De manière classique, le bien-fondé de ce référé est subordonné à la réunion de deux conditions cumulatives : (i) l’urgence à suspendre le permis de construire et (ii) l’existence d’un moyen propre à créer, en l’état de l’instruction, un doute sérieux sur la légalité de l’autorisation d’urbanisme.
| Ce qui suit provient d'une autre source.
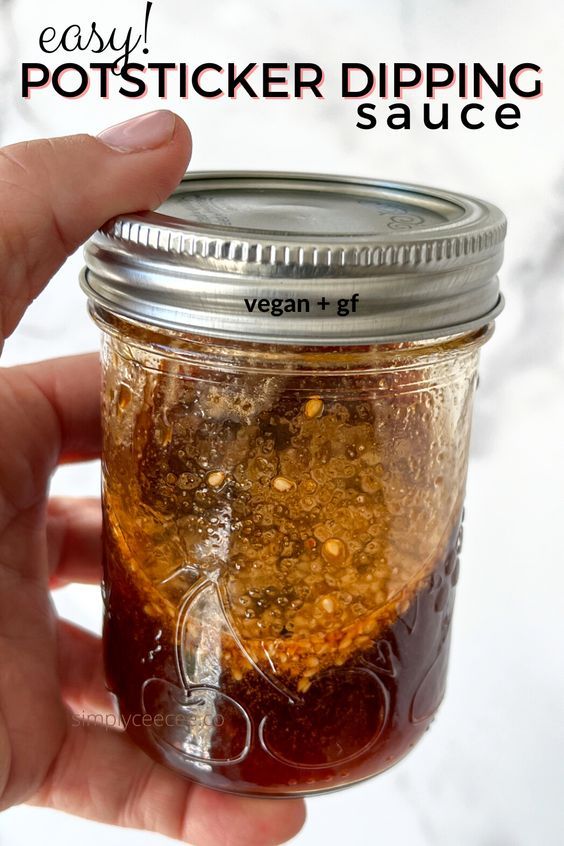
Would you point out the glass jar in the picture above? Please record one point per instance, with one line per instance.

Il est de principe que l’urgence est appréciée par le juge administratif souverainement, concrètement et globalement, au vu d’un bilan d’ensemble mettant en balance la situation du requérant, les intérêts qu’il entend défendre, et les intérêts publics (CE, Sect., 19 janv. 2001, Confédération nationale des radios libres, n° 228815 ; CE, 28 févr. 2001, Préfet des Alpes-Maritimes et Société Sud-Est, n°s 229562, 229563 et 229721. Selon la formulation de principe, « l'urgence justifie que soit prononcée la suspension d'un acte administratif lorsque l'exécution de celui-ci porte atteinte, de manière suffisamment grave et immédiate, à un intérêt public, à la situation du requérant ou aux intérêts qu'il entend défendre ; qu'il appartient au juge des référés d'apprécier concrètement, compte tenu des justifications fournies par le requérant, si les effets de l'acte litigieux sont de nature à caractériser une urgence justifiant que, sans attendre le jugement de la requête au fond, l'exécution de la décision soit suspendue ; qu'il lui appartient également, l'urgence s'appréciant objectivement et compte tenu de l'ensemble des circonstances de chaque espèce, de faire apparaître dans sa décision tous les éléments qui, eu égard notamment à l'argumentation des parties, l'ont conduit à considérer que la suspension demandée revêtait un caractère d'urgence ».)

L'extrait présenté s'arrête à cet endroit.